Les Puys de l’Orialt recélaient maints petits villages frileusement blottis au creux des plaines vallonnées tout au Nord des Toal Gahn. L’un de ces modestes hameaux portait le nom de Ringoann et ne rassemblait que quelques fermettes, abritant des familles de paysans, qui vivaient chichement de cultures et d’un peu d’élevage. A l’horizon Est, des montagnes peu élevées, les Agurs, annonçaient les Terres de l’Algave. A l’Ouest, à moins de deux jours de cheval,  bourdonnait la ville commerçante de Perfield. La relative proximité de l’Emmerfréis  se faisait cruellement sentir : il  gelait souvent  à pierre fendre durant l’hiver et les orages d’été gâtaient les maigres récoltes une année sur deux. 

Mais au cœur de cette existence âpre et laborieuse, s’invitaient parfois de courtes -mais non moins précieuses- embellies. 

Ainsi en fut-il du mariage de Weal et Keyra.  Ces deux-là étaient inséparables depuis l’enfance et tous à Ringoann savaient que le jour viendrait, où ils s’uniraient comme mari et femme.

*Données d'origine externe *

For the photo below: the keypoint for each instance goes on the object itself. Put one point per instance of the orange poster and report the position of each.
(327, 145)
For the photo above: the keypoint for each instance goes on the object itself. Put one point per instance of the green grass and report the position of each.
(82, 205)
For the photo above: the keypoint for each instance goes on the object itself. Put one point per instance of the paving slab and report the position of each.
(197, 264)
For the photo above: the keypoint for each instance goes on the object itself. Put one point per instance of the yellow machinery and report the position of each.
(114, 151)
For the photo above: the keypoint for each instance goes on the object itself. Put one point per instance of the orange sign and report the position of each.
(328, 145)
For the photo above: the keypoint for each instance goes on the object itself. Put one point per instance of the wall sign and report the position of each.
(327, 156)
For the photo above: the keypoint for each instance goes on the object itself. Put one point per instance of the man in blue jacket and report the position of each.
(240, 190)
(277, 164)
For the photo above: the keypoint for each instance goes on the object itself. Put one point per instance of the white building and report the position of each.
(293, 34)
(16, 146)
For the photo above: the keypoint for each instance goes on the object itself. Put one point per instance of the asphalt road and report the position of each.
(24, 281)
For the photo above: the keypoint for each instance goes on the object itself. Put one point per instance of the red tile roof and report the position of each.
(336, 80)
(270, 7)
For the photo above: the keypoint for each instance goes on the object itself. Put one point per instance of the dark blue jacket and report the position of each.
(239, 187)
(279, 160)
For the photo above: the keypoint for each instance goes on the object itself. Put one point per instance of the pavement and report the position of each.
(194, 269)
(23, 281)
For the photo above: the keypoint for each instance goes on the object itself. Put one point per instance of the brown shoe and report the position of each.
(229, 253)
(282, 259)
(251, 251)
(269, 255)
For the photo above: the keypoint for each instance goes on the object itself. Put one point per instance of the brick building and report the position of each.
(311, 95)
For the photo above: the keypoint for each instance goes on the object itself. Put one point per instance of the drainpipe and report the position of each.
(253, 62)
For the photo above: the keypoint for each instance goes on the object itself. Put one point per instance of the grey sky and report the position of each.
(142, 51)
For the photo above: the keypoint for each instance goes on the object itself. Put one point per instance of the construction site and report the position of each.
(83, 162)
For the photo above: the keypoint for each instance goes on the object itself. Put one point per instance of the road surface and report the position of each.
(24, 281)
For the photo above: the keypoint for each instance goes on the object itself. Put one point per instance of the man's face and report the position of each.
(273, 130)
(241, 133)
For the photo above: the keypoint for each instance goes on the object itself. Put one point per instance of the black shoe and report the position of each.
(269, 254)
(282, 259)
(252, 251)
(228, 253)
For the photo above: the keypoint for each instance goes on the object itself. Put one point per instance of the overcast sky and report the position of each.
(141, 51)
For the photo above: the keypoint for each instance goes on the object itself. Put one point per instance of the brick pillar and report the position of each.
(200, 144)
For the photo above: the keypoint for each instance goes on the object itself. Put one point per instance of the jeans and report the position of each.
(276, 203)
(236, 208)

Or donc, un matin de printemps, un derwid à la mine austère patienta sous la voûte de quatre chênes séculaires. A ses côtés, le futur époux peinait à cacher sa nervosité. Un peu plus loin, ses parents échangeaient des regards émus, tandis que ses sœurs  pouffaient en chuchotant et que ses jeunes frères trépignaient, déjà pressés de retourner jouer. Tout à coup, une procession joyeuse parut, entourant la future épousée de deux files irrégulières et animées. La coutume voulait que la fiancée soit menée par sa propre famille, du seuil de la maison où elle avait vu le jour jusqu’à sa demeure de femme, près de laquelle serait prononcé le serment de mariage. Weal avait choisi une petite trouée dans une futaie située juste à l’entrée du village et y avait construit de ses mains une maisonnette à l’ossature de bois et au toit de chaume.

Telle était la tradition : tout homme souhaitant convoler devait fabriquer seul le foyer qui abriterait sa femme et ses enfants à venir. Heureusement, la forêt –offrant gratuitement la matière première- était toute proche et le berger, courageux et adroit.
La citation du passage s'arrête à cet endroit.